Timothy Murphy wrote:
aKarl Larsen wrote:
It has been awhile since I cared what the kernel has in it. But as I
thought "lsmod" will list everything in the kernel and it still does. I
did a lsmod and found the modules for WiFi were not in the kernel. The
kernel I am using on the laptop is supposed to have all the WiFi modules.
lsmod lists the modules that are loaded.
In the case of distribution kernels
this is a tiny proportion of the modules in (or with) the kernel.
So I did a modprobe ipw2100 and it seemed to work. I looked with
lsmod and sure enough the it and ieee81102 was also in the kernel. It
didn't start WiFi working yet. I looked at /var/log/messages and it
showed both modules loading properly but for some reason NetworkManager
was not interested in finding WiFi. I need to do something else.
This is a minority opinion,
but I am not a great fan of NM (NetworkManager).
I am becoming less of a NM fan.

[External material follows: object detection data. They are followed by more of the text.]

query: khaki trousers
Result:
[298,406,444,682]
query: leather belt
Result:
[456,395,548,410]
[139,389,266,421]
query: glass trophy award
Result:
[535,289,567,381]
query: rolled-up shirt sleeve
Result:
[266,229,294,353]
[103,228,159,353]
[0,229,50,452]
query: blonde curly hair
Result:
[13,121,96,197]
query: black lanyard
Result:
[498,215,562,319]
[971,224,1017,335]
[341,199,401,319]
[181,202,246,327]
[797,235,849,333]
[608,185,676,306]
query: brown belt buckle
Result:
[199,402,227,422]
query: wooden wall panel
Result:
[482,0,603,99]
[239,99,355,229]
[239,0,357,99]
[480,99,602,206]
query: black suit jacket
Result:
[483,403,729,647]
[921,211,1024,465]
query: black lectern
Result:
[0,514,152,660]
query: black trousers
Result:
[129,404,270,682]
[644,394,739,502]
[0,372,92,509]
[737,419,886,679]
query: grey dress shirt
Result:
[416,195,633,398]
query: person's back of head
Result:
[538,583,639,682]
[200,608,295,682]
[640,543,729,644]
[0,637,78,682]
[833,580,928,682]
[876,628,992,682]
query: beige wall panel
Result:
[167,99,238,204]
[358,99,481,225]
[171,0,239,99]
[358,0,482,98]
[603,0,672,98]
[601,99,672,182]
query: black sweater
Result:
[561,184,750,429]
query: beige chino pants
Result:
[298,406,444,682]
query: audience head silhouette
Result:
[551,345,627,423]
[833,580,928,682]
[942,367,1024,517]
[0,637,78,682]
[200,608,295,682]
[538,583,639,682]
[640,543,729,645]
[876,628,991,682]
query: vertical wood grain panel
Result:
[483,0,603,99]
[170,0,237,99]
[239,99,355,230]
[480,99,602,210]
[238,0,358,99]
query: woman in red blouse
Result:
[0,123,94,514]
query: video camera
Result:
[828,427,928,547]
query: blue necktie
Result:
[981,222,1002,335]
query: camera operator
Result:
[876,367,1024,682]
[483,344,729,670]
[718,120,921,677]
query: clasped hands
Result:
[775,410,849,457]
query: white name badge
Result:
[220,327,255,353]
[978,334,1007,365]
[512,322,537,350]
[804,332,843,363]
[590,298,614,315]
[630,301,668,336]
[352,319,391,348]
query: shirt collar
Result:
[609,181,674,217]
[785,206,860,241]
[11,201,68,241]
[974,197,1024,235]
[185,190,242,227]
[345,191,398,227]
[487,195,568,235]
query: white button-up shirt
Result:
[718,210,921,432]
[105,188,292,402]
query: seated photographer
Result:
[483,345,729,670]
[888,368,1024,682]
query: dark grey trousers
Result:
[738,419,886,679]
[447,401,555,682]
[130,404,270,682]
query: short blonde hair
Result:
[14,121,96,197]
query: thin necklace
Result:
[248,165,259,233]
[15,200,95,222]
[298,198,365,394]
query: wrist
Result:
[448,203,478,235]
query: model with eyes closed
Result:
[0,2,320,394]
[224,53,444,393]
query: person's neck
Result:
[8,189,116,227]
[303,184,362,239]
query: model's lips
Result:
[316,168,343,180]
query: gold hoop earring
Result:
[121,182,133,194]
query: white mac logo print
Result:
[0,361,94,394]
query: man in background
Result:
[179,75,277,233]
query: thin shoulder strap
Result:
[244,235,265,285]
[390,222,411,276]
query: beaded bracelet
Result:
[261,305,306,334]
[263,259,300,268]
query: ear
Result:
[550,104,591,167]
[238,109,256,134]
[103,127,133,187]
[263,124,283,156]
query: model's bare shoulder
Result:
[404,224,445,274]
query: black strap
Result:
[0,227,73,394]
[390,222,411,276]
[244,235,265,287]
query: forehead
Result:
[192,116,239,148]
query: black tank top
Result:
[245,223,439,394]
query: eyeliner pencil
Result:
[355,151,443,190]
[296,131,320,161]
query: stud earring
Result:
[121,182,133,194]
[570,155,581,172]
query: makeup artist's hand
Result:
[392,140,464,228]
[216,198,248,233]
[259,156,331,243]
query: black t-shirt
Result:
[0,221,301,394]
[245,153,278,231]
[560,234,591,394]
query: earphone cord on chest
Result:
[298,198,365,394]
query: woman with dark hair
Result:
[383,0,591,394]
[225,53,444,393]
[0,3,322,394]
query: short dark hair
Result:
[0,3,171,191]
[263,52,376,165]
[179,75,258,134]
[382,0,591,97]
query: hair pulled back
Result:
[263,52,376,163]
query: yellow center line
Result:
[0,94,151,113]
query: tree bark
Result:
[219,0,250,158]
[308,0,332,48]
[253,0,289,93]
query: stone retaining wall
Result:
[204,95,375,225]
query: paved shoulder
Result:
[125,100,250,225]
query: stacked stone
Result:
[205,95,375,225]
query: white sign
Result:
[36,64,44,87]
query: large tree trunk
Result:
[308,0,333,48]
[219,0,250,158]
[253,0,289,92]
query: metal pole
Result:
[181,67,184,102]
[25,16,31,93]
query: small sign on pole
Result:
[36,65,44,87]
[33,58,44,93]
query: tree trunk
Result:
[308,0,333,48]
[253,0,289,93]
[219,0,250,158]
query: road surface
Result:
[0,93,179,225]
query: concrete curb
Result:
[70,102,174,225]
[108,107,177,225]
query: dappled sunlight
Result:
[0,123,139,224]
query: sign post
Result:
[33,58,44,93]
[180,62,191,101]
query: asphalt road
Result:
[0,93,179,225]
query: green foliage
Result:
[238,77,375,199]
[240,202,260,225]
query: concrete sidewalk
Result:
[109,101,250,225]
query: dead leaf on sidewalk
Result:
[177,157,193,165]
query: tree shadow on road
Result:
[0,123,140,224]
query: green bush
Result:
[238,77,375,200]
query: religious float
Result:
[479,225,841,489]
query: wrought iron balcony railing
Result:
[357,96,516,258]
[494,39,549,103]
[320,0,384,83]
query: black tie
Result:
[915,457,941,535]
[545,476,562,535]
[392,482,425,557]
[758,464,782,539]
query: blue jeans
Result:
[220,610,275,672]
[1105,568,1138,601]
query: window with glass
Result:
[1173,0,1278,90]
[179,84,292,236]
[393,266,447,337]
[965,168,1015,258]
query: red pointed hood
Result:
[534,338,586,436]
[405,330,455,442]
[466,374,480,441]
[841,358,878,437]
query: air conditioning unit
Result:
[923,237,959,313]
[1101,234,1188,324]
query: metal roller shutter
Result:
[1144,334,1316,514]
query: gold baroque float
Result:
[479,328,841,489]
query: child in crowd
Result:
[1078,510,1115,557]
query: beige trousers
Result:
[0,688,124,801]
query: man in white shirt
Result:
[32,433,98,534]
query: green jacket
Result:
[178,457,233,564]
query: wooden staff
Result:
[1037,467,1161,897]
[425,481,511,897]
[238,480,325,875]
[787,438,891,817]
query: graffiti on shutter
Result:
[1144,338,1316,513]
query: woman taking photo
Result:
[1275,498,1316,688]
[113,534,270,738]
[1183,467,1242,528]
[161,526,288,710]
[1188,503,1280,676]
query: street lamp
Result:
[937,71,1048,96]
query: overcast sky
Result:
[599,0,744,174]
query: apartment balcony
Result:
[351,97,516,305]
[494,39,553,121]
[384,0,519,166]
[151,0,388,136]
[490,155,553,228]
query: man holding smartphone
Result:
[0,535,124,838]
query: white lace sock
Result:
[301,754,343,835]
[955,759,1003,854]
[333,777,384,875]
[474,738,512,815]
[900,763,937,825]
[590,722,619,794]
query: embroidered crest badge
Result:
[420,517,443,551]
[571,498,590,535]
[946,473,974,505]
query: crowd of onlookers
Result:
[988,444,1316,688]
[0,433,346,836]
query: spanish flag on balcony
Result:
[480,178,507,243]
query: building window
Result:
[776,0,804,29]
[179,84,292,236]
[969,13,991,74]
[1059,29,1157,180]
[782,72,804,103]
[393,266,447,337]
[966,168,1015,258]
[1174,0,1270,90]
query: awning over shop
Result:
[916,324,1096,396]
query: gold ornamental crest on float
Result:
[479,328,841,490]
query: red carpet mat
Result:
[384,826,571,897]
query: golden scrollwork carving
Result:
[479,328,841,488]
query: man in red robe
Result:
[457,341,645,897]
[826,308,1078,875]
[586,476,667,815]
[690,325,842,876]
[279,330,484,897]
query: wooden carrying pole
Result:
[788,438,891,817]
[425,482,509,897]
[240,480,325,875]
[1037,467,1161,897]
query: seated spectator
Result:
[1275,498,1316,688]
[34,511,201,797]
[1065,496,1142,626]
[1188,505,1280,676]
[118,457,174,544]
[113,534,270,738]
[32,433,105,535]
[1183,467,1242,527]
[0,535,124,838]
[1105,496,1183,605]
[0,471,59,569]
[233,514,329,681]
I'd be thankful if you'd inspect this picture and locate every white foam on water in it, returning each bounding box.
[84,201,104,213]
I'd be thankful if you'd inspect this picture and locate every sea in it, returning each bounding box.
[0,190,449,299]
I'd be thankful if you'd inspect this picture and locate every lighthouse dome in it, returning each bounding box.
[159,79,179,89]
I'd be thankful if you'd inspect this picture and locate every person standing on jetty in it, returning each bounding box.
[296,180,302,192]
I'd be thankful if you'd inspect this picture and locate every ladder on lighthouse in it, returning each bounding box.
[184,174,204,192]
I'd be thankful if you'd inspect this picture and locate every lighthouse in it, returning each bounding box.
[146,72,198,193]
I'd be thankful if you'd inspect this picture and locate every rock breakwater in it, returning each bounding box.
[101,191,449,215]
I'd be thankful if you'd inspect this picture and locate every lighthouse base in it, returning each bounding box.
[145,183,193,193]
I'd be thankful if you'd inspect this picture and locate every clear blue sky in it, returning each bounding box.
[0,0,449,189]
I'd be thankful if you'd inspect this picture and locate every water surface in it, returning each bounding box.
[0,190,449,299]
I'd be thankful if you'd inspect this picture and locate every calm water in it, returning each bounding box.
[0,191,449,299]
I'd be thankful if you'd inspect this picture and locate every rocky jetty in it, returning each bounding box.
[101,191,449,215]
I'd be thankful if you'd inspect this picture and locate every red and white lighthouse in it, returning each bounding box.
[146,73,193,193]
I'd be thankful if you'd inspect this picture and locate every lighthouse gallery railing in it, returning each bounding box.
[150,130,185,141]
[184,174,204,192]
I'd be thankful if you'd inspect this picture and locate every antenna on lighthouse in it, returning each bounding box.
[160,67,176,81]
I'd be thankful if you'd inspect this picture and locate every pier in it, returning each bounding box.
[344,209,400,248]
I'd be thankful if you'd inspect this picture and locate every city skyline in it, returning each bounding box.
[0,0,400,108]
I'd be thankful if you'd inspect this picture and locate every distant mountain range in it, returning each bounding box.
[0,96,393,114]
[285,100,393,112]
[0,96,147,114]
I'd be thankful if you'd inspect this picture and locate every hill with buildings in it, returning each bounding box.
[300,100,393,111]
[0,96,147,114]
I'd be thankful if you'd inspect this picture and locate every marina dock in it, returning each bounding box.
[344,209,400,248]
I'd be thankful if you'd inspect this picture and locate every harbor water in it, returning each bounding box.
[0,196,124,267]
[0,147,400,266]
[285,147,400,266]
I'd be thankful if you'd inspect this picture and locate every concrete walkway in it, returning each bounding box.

I had it running on this computer
and from /var/log/messages I learned it turned off eth0. What I saw was
the Internet stopped working :-(
If WiFi is working then NM isn't really necessary;
and if it is not working then NM just adds another layer of confusion
to an already confused situation.
It is sure not a clear system. And I will try doing this without NM.
Personally, I would stop NM, look at the entries
in /etc/sysconfig/network-scripts/ifcfg-*
and make sure they are reasonable,
and then say "service network restart".
I will try that. The kernel 3232 has a lot of different modules and I
expect I need to find the right one for my WiFi hardware.
Be aware that if you modprobe a module into the kernel it goes away
with a reboot.
You can probably make an entry in modprobe.conf to make sure it is loaded.
Maybe after I figure out which module works.